Kisa P. T., Yildirim G. K., ÖZTÜRK HİŞMİ B., Dorum S., Kusbeci O. Y., Topak A., ...More

METABOLIC BRAIN DISEASE, vol.36, no.6, pp.1201-1211, 2021 (SCI-Expanded) identifier identifier identifier

  • Publication Type: Article / Article
  • Volume: 36 Issue: 6
  • Publication Date: 2021
  • Doi Number: 10.1007/s11011-021-00714-7
  • Journal Indexes: Science Citation Index Expanded (SCI-EXPANDED), Scopus, Academic Search Premier, BIOSIS, EMBASE, MEDLINE
  • Page Numbers: pp.1201-1211
  • Keywords: Cerebrotendinous xanthomatosis, Novel mutation, Pediatrics, Cholestanol, CHOLESTASIS, MUTATIONS, GENETICS
  • Dokuz Eylül University Affiliated: Yes


Cerebrotendinous xanthomatosis (CTX) is a lipid storage disease caused by deficiency of sterol 27-hydroxylase enzyme encoded by CYP27A1 gene. This multicenter, cross-sectional descriptive study aimed to document clinical characteristics of CTX patients of different ages, clinical presentations of early-diagnosed patients, and responses to short-term chenodeoxycholic acid (CDCA) treatment. Seven of 11 CTX patients were diagnosed in childhood. Three patients (27%) had neonatal cholestasis, seven (63%) patients had a history of frequent watery defecation started in infantile period, and eight (72.7%) patients had juvenile cataract. Four patients in the adult age group had pyramidal signs and parkinsonism symptoms. The mean Mignarri score at diagnosis was significantly lower in the pediatric patients (267.8 +/- 51.4) than in the adult patients (450.0 +/- 64.0, p = 0.001). No significant difference was determined between pediatric patients and adult patients regarding plasma cholestanol concentration at diagnosis (p = 0.482). The frequency of defecation decreased with treatment in six children, who had diarrhea at admission. Compared to pretreatment values, patients' body weight and standardized body mass index significantly increased at the 12th month of treatment.
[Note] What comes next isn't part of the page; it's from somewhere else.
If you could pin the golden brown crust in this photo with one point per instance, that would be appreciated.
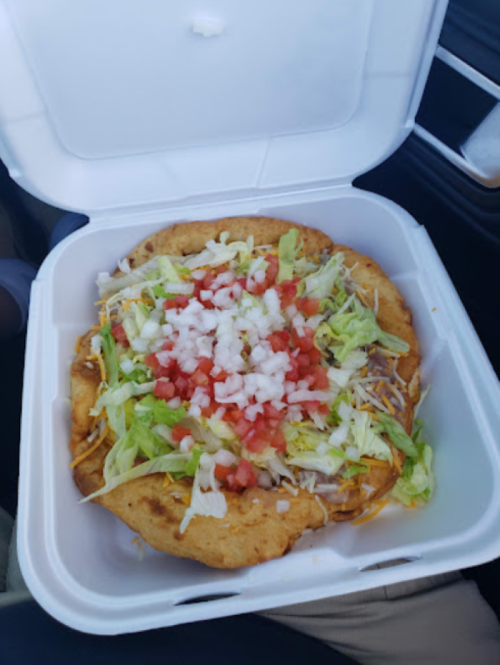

In conclusion, Mignarri scores are lower in the pediatric patients than in adult patients since the most determinative signs of the CTX disease are not apparent yet in the childhood. The disease is frequently overlooked in routine practice as the disease presents itself with different clinical combinations both in adults and in children. CTX is potentially a treatable disease; thereby, enhanced awareness is critically important for early diagnosis particularly in children.